# New Surefire headlamp, the Minimus



## dmz (Jan 18, 2009)

*Surefire Saint Minimus headlamp?*

Does any one have info on the Surefire Saint Minimus headlamp? Are there any pics?

This is all I could find: 100 / 10 / 1 lumen; 1.5/15/50 hours on a single CR123


----------



## nzbazza (Jan 18, 2009)

*Re: Does any one have info on the Surefire Saint Minimus headlamp?*

Now this sounds interesting!!!! I hope it has the same UI as the SF Titan and Saint headlamp. Pics please!!!

On the other hand the circuitry doesn't sound as efficient as say a Zebralight H30 that runs @ 80lm/2.5h, 20lm/21hr and 4lm/90hr.

I suppose all will be revealed in due course.....


----------



## Blue72 (Jan 19, 2009)

*Re: Does any one have info on the Surefire Saint Minimus headlamp?*

If this thing is small, I think it will be a smash hit


----------



## Moka (Jan 21, 2009)

*Re: Does any one have info on the Surefire Saint Minimus headlamp?*

Pending the price I'd be in for this, perhaps over the Saint even... Hmmm...


----------



## Stage Tech (Jan 21, 2009)

*Re: Does any one have info on the Surefire Saint Minimus headlamp?*

So far , this is a rumor based on what ??


----------



## nzbazza (Jan 29, 2009)

*Re: Does any one have info on the Surefire Saint Minimus headlamp?*

In doing a google search for info on the Surefire Minimus Headlamp I came across this site that had full page scans of all the new Surefire toys/tools including the Minimus Headlamp!!!!  Many thanks to the scanner/site host for making this desperately waited for information available! :twothumbs:  :rock:

The minimus looks exactly like and my suspicion is that it actually is, the head unit of the Saint headlamp, and instead of a cable entry on one side a 1CR123 battery adaptor is screwed on instead, creating a nice compact unit. It'll be like strapping a Titan T1A to your forehead. It has the same "volume dial" UI of the Saint, just shorter runtimes 'cause of the single cell not three.

I guess that those who buy the full-blown Saint HL would be able to purchase the single cell adaptor to convert their Saint into a Minimus.

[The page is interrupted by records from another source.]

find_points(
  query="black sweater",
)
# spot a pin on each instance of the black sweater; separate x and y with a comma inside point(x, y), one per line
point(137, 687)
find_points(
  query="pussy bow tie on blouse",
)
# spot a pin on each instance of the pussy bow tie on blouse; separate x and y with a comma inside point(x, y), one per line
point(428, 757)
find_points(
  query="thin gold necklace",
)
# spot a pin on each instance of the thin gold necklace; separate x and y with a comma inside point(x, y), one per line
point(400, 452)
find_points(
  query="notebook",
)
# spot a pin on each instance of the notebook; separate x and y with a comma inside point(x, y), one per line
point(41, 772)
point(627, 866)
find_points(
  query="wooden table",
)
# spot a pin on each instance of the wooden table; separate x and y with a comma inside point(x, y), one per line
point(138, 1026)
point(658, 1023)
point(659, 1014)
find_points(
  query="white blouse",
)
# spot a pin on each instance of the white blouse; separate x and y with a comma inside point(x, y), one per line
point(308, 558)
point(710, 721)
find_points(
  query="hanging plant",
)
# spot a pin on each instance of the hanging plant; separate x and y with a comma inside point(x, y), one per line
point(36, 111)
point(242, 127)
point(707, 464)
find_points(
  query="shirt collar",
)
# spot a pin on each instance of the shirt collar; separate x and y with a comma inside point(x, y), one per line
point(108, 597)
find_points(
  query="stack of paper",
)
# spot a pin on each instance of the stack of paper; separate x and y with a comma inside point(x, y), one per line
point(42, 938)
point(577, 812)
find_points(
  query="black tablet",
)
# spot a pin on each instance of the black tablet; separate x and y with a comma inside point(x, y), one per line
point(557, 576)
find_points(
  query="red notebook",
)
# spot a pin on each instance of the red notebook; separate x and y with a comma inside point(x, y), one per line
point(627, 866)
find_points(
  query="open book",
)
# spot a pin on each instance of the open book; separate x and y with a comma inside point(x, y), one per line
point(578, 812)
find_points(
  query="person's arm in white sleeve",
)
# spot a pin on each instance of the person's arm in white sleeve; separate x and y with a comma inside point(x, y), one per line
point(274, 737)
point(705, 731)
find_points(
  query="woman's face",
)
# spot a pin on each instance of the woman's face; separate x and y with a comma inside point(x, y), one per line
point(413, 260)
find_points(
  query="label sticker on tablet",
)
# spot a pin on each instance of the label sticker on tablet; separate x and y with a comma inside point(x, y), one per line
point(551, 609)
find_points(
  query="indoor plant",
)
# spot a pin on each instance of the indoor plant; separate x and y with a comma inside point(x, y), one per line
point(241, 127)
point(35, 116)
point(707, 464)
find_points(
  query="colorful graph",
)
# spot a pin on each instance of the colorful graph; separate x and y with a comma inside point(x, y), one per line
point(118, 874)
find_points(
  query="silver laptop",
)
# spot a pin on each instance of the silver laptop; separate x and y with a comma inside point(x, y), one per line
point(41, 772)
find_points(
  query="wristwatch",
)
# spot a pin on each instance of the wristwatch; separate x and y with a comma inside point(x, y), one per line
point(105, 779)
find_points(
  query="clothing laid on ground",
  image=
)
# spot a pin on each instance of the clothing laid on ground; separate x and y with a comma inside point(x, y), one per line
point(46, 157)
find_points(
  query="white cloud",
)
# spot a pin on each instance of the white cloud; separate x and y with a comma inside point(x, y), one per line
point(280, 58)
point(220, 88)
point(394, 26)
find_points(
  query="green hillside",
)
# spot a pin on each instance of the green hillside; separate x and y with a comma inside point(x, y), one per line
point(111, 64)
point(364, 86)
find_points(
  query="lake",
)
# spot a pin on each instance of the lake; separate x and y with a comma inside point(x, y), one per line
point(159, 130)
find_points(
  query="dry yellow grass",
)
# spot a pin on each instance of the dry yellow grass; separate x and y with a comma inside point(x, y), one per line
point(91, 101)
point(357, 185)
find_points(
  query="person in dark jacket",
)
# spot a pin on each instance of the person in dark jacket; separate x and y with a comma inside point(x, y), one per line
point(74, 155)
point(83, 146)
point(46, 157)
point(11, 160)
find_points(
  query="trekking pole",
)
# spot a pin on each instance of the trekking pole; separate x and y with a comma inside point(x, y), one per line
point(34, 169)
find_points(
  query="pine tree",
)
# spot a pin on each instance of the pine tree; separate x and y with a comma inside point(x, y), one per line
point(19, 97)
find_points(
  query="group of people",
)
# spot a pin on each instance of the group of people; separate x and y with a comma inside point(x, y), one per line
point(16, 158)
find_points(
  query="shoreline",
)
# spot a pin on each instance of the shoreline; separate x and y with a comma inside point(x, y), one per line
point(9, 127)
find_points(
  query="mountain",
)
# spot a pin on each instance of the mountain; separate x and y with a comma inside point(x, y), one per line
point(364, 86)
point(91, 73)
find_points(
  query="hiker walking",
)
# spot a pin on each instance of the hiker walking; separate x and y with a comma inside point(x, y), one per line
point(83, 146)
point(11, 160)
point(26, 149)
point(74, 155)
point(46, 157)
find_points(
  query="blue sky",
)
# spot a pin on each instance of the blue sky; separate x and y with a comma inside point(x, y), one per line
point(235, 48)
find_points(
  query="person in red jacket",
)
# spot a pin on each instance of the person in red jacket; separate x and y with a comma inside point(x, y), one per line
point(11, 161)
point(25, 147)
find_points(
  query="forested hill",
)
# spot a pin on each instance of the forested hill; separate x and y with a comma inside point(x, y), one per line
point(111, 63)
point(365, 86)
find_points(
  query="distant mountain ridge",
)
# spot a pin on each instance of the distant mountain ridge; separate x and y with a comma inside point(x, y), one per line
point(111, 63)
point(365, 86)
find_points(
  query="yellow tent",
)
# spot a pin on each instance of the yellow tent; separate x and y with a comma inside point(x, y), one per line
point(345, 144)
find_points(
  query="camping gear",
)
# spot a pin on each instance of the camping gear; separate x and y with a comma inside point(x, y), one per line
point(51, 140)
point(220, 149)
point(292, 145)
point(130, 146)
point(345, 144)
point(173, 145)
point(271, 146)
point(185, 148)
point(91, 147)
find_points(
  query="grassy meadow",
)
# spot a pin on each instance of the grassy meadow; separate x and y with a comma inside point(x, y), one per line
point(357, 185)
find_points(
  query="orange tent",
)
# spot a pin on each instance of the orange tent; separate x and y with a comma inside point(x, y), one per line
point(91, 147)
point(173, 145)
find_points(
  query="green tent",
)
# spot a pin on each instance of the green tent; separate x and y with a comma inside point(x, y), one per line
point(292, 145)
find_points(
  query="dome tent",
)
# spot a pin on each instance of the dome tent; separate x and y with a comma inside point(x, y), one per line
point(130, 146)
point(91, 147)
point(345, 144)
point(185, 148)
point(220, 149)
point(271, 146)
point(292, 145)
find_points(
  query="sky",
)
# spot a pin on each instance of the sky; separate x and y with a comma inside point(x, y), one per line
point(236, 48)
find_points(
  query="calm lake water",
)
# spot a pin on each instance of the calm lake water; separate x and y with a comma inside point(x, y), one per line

Now we just have to wait until these puppies make it to the market....


----------



## gillestugan (Jan 30, 2009)

*Re: Does any one have info on the Surefire Saint Minimus headlamp?*

good work finding the information. It really looks great! Rotary selector and 1 lumen on low are really good features and now they come in such a small package.


----------



## Stage Tech (Jan 30, 2009)

*Re: Does any one have info on the Surefire Saint Minimus headlamp?*

I don't think this minimus is going to be modular with the full saint....it doesn't have the top head strap nor the place to fix it...
The whole strap is different , it doens't have the cable adjustment parts , etc...
Let's hope it does , but from the pics , looks like two different units.
I'll go for the Minimus...


----------



## knf (Jan 30, 2009)

*Re: Does any one have info on the Surefire Saint Minimus headlamp?*

You might not be able to convert a Mimimus up to a full Saint, but it could be possible to buy a Saint and convert it to a Minimus by removing the top strap, battery pack and cable and screwing in the single cell adaptor at the front. In which case it would be incredibly flexible.


----------



## Blindasabat (Jan 30, 2009)

*Re: Does any one have info on the Surefire Saint Minimus headlamp?*

That is CPF member Matt0. He posted those from pdf files another member (Phredd) posted in this thread on "SureFire 2009 Catalogs" in the LED forum. He did that because many, including myself, could not open Phredd's links.


nzbazza said:


> In doing a google search for info on the Surefire Minimus Headlamp I came across this site that had full page scans of all the new Surefire toys/tools including the Minimus Headlamp!!!! Many thanks to the scanner/site host for making this desperately waited for information available! :
> http://mattdehoogh.com/pics/SF2009/


----------



## Blindasabat (Jan 30, 2009)

*Re: Does any one have info on the Surefire Saint Minimus headlamp?*

Remember to compare to SureFire lumens: with SF you get out the front at least what is quoted (over 100L on high) instead of typical bulb lumens. The H30 does have it all over the Saint Minimus in size though. The H30 size, weight, and UI set a new standard, but the beam could use a touch more collimation. The Minimus will probably put more light where you are looking and use the lumens more efficiently than the H30. I always have to use the H30 on medium to read a book while camping - that's 20 lumens (claimed, but fairly accurate in ZL's case) - while if I use a moe concentrated beam HL, I only need ~6 Lumens. Beam profile is very important to efficiency depending on use.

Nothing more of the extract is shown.